Herausgabeanspruch eines Hundes abgewiesen

Ein Gericht hat entschieden, dass eine Klägerin keinen Anspruch auf Herausgabe eines Hundes hat. In dem Fall ging es um die Frage, ob die Klägerin Eigentümerin des Hundes ist und ob der Beklagte den Hund herausgeben muss.

Kein vertraglicher Herausgabeanspruch

Das Gericht stellte fest, dass keine vertraglichen Herausgabeansprüche im Zusammenhang mit einer Vereinbarung aus September 2021 bestehen. Unabhängig davon, ob die Vereinbarung als Schenkungs-, Verwahrungs- oder Leihvertrag eingestuft wird, ergibt sich daraus kein noch bestehender Herausgabeanspruch.

Kein Eigentum der Klägerin

Die Klägerin konnte nicht nachweisen, dass sie Eigentümerin des Hundes ist. Sie legte nicht dar, dass sie bei der Anschaffung des Hundes (Mit-)Eigentümerin geworden wäre, und konnte auch keinen späteren Erwerbsvorgang von dem Beklagten schlüssig darlegen.
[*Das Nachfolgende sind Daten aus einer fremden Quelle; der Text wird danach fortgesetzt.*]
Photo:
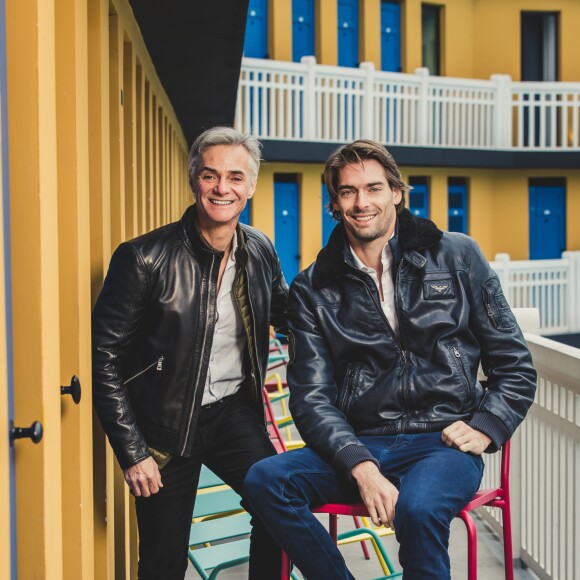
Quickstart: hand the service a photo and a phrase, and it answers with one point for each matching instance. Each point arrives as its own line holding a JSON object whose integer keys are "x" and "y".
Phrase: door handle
{"x": 74, "y": 389}
{"x": 34, "y": 432}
Kein Anspruch aus Besitzentziehung

Das Gericht entschied zudem, dass die Klägerin keinen Anspruch auf Herausgabe des Hundes aus Besitzentziehung gemäß § 861 Abs. 1 BGB hat. Sie konnte nicht nachweisen, dass der Beklagte den Hund aktuell besitzt. Der Beklagte trug vor, dass er den Hund Ende November 2021 an einen Zeugen verkauft habe.

Weitere Ansprüche ebenfalls nicht gegeben

Auch ein Anspruch aus § 1007 Abs. 1, Abs. 2, § 823 Abs. 1 oder § 812 Abs. 1 Satz 1 BGB besteht nicht. Die Kostenentscheidung beruht auf § 21 GKG und § 91 Abs. 1 ZPO. Die Entscheidung über die vorläufige Vollstreckbarkeit beruht auf §§ 708 Nr. 11, 711 ZPO.


Urteil im Volltext

AG Siegburg – Az.: 115 C 182/21 – Urteil vom 20.04.2022

Das Versäumnisurteil vom 21.12.2021 wird aufgehoben.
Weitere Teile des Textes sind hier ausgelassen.